The last cage swung open, and spilled its contents. When they came out, the entire arena went quiet. People whispered to one another;

“Aren’t those the ‘George twins’?”

“Lord that’s insane.”

“Some say they’re not even human.”

“I agree. Sixteen men between them, sixteen good men.”

“Monsters, the both of them”

And then soft feminine whispers of

“Oh, Koby!”

“The poor darling” 

“Oh he’s gone.”
Ewatomi meanwhile gripped the railing from where she was sitting, a side attraction.

Some fingers pointed in her direction. Tongues wagged. They knew she was the woman Koby was fighting for, after all, did he not offer his life to set them both free?

Buxom housewives were green with envy. They didn’t have anyone willing to do anything so romantic for them.

Ewatomi didn’t hear the whispers, didn’t see the pointing fingers, her mind was filled with fear for Koby’s safety.
She called to mind the legend of the ‘George twins’. At first, they had been hunters of big game, quite good at what they did, but with the price of meat being what it is, they didn’t get the life of luxury they desired.

Then one day, someone stole from their hunting lodge one night.
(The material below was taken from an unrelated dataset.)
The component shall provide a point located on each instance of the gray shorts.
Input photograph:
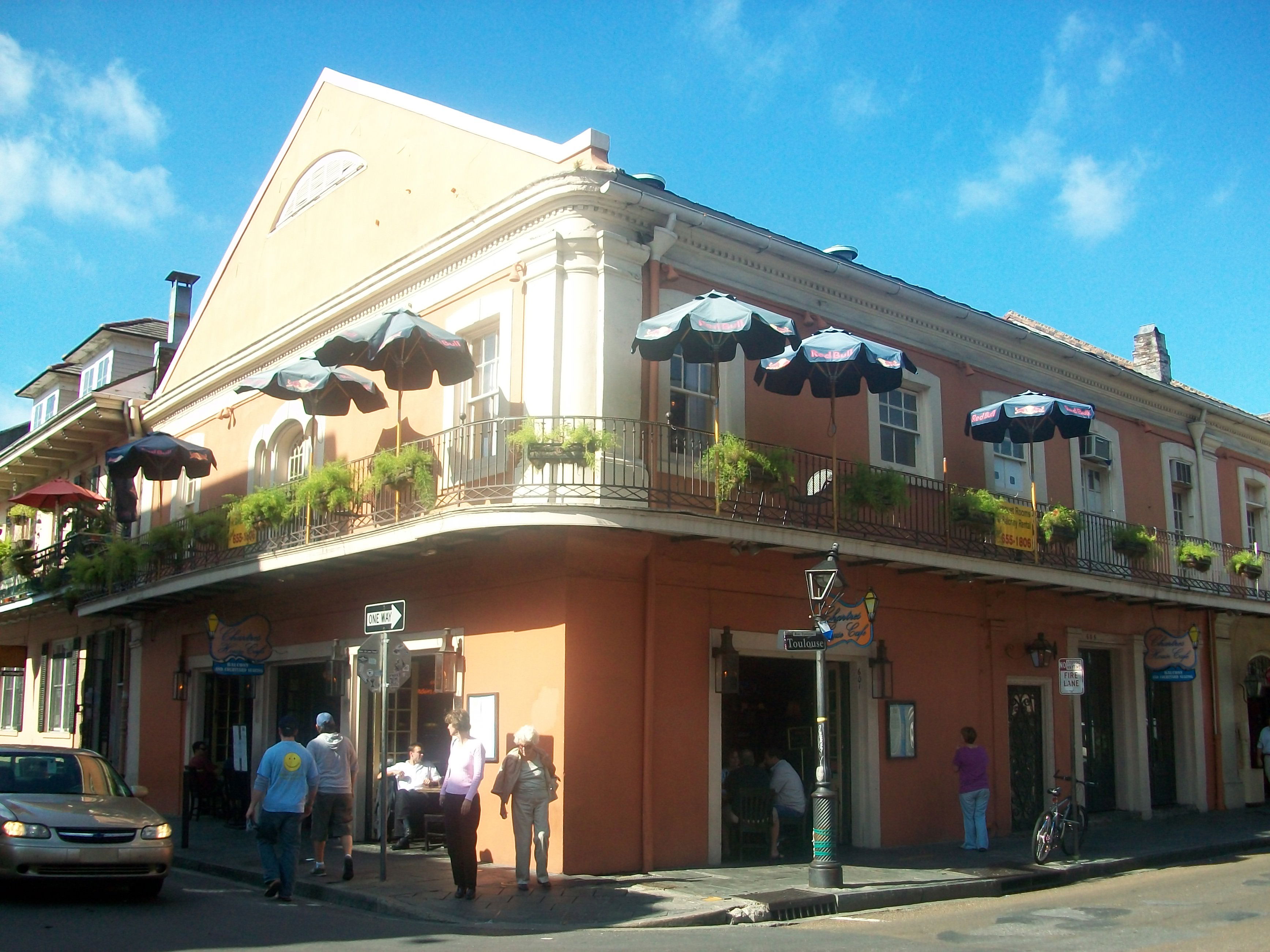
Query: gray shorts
(332, 817)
They tracked him, hunted him and killed him.
At that point they discovered even easier prey- people. So they closed the lodge and held themselves out as men-killers for hire, assassins.

Slowly, their came spread, no one earmarked by them ever got away. Everyone who ‘did business’s with them came back satisfied.

Poison, accidents, stabbings, they prove proficient in every scenario given. People feared them.
Eventually, the officers of the law got fed up with their notoriety and went to arrest them. First, three officers were dispatched. They never came back. Then five went after them. They didn’t come back either. Eventually the entire barracks emptied itself into the streets and armed to the teeth, they went to the house of the ‘George twins’
A lot of officers died that day, but eventually they won thanks to the sheer force of numbers, and captured the brothers, binding them hand and foot before taking them to jail.

They were shut in a solitary cell, and at first, the wardens decided to starve them to death, but the brothers broke out of their cell and broke into the kitchen. They killed the cook, ate a lot of food, killed two officers and returned to their cell with some food items. After that, they were fed regularly and on time.
For years, they lived in solitary, never seeing the sun. And now, they had come outside for one more hunt…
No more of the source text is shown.